Ceci étant, en 2013, Tobias Lux, porte-parole de la FINMA, balayait benoîtement les inquiétudes de chacun au prétexte qu’une apocalypse bancaire était pour l’heure impossible en Europe. L’empressement de l’UE à imposer la BRRD ne semble hélas plus plaider en ce sens.

La question subsiste encore de savoir si la garantie d’Etat illimitée, abolie au 31.12.2012 mais qui résiste encore dans certaines banques cantonales [8], prime malgré tout sur l’ordonnance de la FINMA – cette première étant de droit cantonal et cette dernière de droit fédéral – et si les cantons ne préféreront pas se cacher derrière la primauté du droit fédéral plutôt que d’appeler les contribuables au secours de leur parole donnée. Mais tout cela, nous l’a-t-on répété, est fortement improbable et ne peut arriver.

Tétanie politique

Ce putsch bancaire et financier s’est bien évidemment déroulé dans un silence de cathédrale, exception faite d’une motion parlementaire de l’UDC valaisan Oskar Freysinger [9], lequel n’a pas hésité à qualifier la méthode de « gigantesque jeu de l’avion » [10]. Motion à laquelle le Conseil fédéral répondra avec embarras, prenant le parti de se cacher derrière les compétences rares de la FINMA, ashram ultime au cœur des arcanes d’une science inaccessible au commun des mortels : « La FINMA dispose d’informations non accessibles au public sur la situation du patrimoine, des finances, des revenus et des risques des banques assujetties. » Le gouvernement a bien l’intention de procéder selon sa volonté sans se laisser impressionner par les récriminations de la piétaille.

Les dernières institutions de Suisse à opérer des activités de banque sans être soumises à la FINMA ont été prestement ramenées au bercail, comme Postfinance, élevée au rang d’institut bancaire le 26 juin 2013.

Que faire alors ? Placer un maximum de 100’000 francs dans chaque banque ? Le montage juridico-financier que nous venons de voir n’est guère encourageant. Louer un coffre ? Mais qui dit qu’une fois tombées, les banques accepteront de rouvrir leurs portes pour vous laisser y accéder, et qui dit que leur contenu ne seront pas, un jour prochain, mis au rang de ces fameux fonds propres appelés si allègrement à changer de main ? Planquer des Vreneli dans l’armoire forte du cellier ou la cassette au fond du verger, mais la situation sécuritaire n’est guère engageante et l’on se met toujours à parler dès que l’on est un peu chatouillé.

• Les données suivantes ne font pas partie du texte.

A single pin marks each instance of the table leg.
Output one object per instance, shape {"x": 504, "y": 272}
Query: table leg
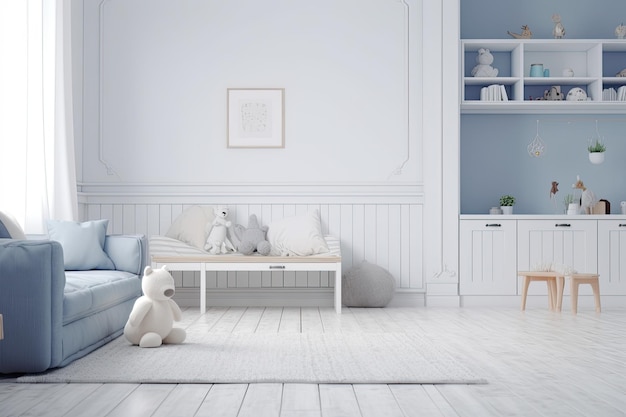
{"x": 338, "y": 289}
{"x": 202, "y": 288}
{"x": 525, "y": 285}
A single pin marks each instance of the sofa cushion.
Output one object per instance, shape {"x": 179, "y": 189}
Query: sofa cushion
{"x": 89, "y": 292}
{"x": 83, "y": 244}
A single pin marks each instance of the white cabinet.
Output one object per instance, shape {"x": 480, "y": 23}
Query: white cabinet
{"x": 563, "y": 241}
{"x": 595, "y": 64}
{"x": 487, "y": 257}
{"x": 612, "y": 256}
{"x": 493, "y": 249}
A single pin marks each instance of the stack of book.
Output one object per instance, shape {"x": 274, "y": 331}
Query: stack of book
{"x": 494, "y": 92}
{"x": 609, "y": 94}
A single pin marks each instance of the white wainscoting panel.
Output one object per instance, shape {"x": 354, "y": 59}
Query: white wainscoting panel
{"x": 389, "y": 235}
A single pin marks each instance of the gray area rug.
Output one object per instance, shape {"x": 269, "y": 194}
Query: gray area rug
{"x": 373, "y": 358}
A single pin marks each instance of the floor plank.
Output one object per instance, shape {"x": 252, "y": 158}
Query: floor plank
{"x": 223, "y": 401}
{"x": 538, "y": 364}
{"x": 262, "y": 400}
{"x": 300, "y": 400}
{"x": 183, "y": 401}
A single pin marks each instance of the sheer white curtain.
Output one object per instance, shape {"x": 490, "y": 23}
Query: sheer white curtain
{"x": 37, "y": 164}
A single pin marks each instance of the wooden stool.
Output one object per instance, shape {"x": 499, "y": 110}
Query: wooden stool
{"x": 575, "y": 281}
{"x": 550, "y": 280}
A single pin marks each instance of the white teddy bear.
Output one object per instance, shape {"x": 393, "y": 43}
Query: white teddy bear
{"x": 150, "y": 323}
{"x": 484, "y": 59}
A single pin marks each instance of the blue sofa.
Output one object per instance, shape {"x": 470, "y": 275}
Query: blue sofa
{"x": 53, "y": 316}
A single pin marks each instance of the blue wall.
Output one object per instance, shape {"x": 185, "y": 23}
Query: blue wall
{"x": 494, "y": 159}
{"x": 582, "y": 19}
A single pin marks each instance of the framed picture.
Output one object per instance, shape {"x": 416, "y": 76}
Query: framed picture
{"x": 256, "y": 117}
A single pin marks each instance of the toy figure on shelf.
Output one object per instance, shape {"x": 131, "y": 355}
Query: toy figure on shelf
{"x": 526, "y": 33}
{"x": 588, "y": 198}
{"x": 553, "y": 190}
{"x": 559, "y": 30}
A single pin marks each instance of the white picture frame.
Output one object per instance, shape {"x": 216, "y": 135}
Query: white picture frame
{"x": 255, "y": 117}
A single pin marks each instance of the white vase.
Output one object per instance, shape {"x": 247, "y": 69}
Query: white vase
{"x": 596, "y": 157}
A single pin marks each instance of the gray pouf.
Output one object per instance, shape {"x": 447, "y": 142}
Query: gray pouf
{"x": 367, "y": 285}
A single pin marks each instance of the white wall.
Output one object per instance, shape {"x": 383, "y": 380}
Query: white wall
{"x": 360, "y": 104}
{"x": 156, "y": 74}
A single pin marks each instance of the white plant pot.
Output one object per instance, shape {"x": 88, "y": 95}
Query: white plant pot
{"x": 596, "y": 157}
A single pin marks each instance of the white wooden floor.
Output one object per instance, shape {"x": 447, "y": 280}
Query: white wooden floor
{"x": 538, "y": 363}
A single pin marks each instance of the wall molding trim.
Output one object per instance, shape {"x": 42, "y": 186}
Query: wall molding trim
{"x": 412, "y": 193}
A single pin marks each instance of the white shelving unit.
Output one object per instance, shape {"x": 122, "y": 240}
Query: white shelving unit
{"x": 594, "y": 62}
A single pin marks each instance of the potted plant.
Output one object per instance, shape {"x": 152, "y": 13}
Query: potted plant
{"x": 506, "y": 204}
{"x": 596, "y": 151}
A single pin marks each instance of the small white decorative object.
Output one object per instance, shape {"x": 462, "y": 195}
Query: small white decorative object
{"x": 217, "y": 241}
{"x": 484, "y": 59}
{"x": 559, "y": 31}
{"x": 536, "y": 147}
{"x": 573, "y": 209}
{"x": 588, "y": 198}
{"x": 526, "y": 33}
{"x": 576, "y": 94}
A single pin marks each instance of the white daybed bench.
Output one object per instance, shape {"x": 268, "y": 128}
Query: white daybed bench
{"x": 179, "y": 256}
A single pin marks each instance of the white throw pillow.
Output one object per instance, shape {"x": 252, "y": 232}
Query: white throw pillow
{"x": 191, "y": 226}
{"x": 297, "y": 236}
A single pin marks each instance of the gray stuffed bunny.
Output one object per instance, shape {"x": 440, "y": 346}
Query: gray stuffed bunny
{"x": 251, "y": 239}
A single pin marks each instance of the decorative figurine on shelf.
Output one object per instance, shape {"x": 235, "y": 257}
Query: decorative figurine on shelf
{"x": 588, "y": 198}
{"x": 553, "y": 190}
{"x": 484, "y": 59}
{"x": 553, "y": 94}
{"x": 526, "y": 33}
{"x": 559, "y": 30}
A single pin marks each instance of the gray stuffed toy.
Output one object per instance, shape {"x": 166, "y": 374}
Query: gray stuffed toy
{"x": 252, "y": 238}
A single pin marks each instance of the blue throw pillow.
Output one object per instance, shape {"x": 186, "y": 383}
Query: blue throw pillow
{"x": 83, "y": 244}
{"x": 10, "y": 228}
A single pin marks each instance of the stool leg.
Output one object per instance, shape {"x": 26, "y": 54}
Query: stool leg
{"x": 525, "y": 285}
{"x": 560, "y": 284}
{"x": 596, "y": 294}
{"x": 574, "y": 291}
{"x": 552, "y": 297}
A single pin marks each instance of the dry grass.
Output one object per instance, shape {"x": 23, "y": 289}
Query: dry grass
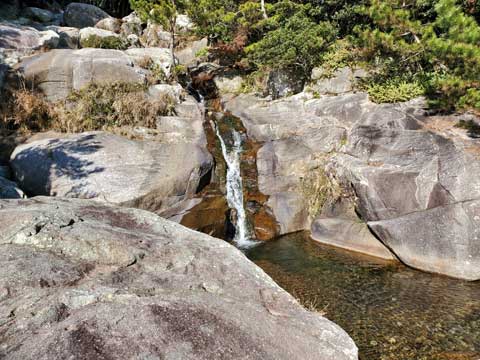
{"x": 96, "y": 107}
{"x": 26, "y": 110}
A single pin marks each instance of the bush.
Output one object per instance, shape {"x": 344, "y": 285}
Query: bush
{"x": 299, "y": 45}
{"x": 394, "y": 90}
{"x": 109, "y": 42}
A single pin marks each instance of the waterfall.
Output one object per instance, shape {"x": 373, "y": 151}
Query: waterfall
{"x": 235, "y": 189}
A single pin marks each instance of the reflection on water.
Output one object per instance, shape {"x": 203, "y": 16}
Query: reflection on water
{"x": 392, "y": 312}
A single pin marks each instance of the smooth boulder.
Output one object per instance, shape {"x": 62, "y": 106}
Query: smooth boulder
{"x": 412, "y": 180}
{"x": 102, "y": 166}
{"x": 9, "y": 189}
{"x": 86, "y": 280}
{"x": 58, "y": 72}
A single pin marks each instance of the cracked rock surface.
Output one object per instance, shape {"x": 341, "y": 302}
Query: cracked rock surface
{"x": 412, "y": 179}
{"x": 85, "y": 280}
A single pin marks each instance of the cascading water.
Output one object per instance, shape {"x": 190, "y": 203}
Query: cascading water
{"x": 235, "y": 189}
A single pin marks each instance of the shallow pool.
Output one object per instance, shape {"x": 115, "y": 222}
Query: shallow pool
{"x": 391, "y": 311}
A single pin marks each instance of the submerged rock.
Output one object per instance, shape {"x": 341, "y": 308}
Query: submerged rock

Que faire alors ? La réponse est bien simple, Donnez ! Investissez dans un avenir meilleur, préparez-vous un pays neuf, de nombreuses associations, dont la nôtre, ont besoin de vos dons pour préparer le futur. Donnez, Dieu vous le rendra au centuple ce qui, en termes de placement, reste du jamais vu. Donnez et vous aurez choisi qui vous prend, donnez et vous ne serez plus jamais déçu d’avoir perdu !

Noël Macé

1 Pour Bank Recovery and Resolution Directive. Cf. Communiqué de presse de la Commission européenne du 31 décembre 2014.

2 Communiqué de presse de la Commission européenne du 22 octobre 2015.

3 DIRECTIVE 2014/59/UE DU PARLEMENT EUROPEEN ET DU CONSEIL du 15 mai 2014, point 1.

4 Idem, point 5.

5 RS 952.05.

6 RS 952.0.

7 RS 281.1.

8 Toutes sauf BE, VD et GE.

9 14.3201 – Non à la confiscation des fonds privés par les banques.

10 « La catastrophe est programmée », article du 26 mai 2015 sur le site ofreysinger.ch/73-la-catastrophe-est-programmee.